PAUL ET LE VIOLON D'INGRES


Depuis la création des Ateliers, sous le second Empire, l’École des Beaux-Arts de Paris est réputée pour la qualité de la musique qu’y jouent les étudiants, le plus souvent en simples amateurs. Parmi ceux-ci, Paul Tissier, lui-même altiste, décide de réunir toutes ses compétences pour créer, en 1909, une « Association symphonique des Beaux-Arts ». L'idée consiste également à doter l'Ecole d'un orchestre à la hauteur de son prestige et à l'image du talent de ses étudiants. Très rapidement son orchestre rassemble près de soixante-dix personnes, étudiants peintres, sculpteurs ou architectes, et prend le nom de Violon d’Ingres. Outre son concert annuel, le groupe se dévoue aux grandes réunions artistiques, Congrès des architectes, banquet du sculpteur Patey, ... Tissier en reste le président jusqu'en 1914.
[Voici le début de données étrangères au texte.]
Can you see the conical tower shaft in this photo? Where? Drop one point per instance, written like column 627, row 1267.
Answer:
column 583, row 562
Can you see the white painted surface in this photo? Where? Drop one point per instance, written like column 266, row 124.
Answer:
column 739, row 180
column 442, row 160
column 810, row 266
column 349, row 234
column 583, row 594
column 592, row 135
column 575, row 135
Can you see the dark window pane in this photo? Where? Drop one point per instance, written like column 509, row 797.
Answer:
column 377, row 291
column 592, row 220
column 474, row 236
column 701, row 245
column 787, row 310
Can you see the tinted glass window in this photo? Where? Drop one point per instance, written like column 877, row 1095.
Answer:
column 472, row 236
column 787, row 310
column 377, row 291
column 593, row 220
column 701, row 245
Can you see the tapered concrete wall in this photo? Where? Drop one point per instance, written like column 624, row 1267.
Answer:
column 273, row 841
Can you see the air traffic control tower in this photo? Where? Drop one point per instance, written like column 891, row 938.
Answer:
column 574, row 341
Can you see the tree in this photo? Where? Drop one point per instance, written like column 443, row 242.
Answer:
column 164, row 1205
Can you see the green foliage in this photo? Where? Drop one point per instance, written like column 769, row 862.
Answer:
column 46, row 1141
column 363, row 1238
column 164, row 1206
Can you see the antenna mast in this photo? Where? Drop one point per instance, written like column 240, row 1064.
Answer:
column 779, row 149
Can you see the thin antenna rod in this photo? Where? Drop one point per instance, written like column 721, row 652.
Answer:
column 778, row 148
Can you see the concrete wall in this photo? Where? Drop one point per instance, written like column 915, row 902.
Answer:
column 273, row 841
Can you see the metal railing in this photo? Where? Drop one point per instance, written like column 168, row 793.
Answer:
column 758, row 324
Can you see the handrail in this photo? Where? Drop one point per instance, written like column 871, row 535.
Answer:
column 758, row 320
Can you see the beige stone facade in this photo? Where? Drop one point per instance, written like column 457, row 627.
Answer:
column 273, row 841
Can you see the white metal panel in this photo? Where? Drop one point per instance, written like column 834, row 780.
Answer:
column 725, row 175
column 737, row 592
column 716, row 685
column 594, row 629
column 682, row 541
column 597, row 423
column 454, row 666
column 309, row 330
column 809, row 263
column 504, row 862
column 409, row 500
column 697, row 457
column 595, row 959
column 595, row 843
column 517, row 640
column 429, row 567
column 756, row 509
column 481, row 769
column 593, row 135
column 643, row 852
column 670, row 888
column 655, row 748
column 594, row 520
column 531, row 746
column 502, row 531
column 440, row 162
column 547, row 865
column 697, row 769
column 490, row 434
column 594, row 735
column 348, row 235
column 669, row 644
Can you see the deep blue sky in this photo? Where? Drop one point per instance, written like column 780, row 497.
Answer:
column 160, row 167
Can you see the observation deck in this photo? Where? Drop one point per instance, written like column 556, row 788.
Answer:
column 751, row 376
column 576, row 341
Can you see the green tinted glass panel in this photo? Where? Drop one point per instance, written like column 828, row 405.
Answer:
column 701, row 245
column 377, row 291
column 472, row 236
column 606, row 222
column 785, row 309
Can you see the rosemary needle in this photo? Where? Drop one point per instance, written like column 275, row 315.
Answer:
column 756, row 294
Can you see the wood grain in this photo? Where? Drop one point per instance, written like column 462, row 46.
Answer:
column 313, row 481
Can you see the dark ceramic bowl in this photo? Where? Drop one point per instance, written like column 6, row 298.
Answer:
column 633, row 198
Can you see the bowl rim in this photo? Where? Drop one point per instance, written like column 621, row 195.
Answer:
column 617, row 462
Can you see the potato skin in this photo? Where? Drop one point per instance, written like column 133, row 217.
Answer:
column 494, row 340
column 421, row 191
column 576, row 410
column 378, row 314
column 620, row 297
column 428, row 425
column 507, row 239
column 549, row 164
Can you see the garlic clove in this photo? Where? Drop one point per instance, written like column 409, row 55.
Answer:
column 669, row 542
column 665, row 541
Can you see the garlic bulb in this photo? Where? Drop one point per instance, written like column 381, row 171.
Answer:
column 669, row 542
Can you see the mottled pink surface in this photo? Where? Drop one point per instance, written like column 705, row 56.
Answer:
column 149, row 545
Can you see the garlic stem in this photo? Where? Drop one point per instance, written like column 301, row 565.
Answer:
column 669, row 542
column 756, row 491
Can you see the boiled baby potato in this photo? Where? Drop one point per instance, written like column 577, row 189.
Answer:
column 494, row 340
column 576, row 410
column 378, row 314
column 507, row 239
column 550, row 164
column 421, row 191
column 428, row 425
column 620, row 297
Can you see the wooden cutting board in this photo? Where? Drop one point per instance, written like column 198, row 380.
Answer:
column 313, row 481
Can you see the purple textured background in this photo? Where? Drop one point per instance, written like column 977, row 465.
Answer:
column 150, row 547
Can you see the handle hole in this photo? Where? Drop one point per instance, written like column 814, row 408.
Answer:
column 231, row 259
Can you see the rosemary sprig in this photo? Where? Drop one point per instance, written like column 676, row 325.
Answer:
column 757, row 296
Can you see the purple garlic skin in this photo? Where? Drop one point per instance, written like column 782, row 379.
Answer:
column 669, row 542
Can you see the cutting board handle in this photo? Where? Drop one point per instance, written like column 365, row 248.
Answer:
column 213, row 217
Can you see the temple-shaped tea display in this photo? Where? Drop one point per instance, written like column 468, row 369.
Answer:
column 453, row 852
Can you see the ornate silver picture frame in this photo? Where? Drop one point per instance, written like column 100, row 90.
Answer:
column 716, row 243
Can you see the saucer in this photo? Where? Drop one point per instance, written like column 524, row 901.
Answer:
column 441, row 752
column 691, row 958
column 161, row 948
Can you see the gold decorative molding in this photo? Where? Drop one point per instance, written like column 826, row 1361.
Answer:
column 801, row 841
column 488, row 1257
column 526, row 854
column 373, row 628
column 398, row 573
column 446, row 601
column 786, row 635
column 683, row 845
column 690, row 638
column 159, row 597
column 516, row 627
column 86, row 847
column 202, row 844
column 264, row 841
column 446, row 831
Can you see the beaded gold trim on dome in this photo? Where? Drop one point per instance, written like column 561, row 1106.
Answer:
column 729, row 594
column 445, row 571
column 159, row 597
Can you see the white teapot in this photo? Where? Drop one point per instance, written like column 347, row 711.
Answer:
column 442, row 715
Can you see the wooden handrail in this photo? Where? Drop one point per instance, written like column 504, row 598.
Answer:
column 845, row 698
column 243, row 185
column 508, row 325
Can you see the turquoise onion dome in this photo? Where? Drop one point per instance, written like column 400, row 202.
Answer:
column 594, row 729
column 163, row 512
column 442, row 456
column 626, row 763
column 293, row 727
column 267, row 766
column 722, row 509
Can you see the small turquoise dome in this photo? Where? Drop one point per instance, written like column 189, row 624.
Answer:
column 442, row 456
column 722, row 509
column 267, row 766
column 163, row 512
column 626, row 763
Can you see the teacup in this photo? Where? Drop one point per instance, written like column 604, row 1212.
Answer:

Tissier se charge d’en recruter les membres et de faire appel au concours de grands noms, Émile Engel, Jane Bathori, Rodolphe Plamondon, chanteurs ou instrumentistes, pour jouer avec l’orchestre. Pour parrainer son entreprise, il sollicite le peintre Luc-Olivier Merson, membre de l’Institut, qui accepte d’en devenir le président d’honneur, ainsi que Louis de Fourcaud, professeur d’esthétique aux Beaux-Arts, vice-président d’honneur. Les chefs, Pierre Renauld et Henri Welsch, se succèdent à la tête de l’orchestre qui attire très vite l’attention. Fourcaud perçoit tout l’intérêt public et artistique d’une telle formation et conseille à Paul Tissier de s’orienter vers la musique française contemporaine, Debussy, Fauré, Pierné, Dukas, Périlhou, Franck, afin de ne pas se trouver confronté aux nombreuses sociétés de concert parisiennes bien plus expérimentées, et de se doter d’une spécificité plus légitime. En aidant la musique nouvelle, l’orchestre trouvera plus sûrement son public et sa place au sein de l’univers musical.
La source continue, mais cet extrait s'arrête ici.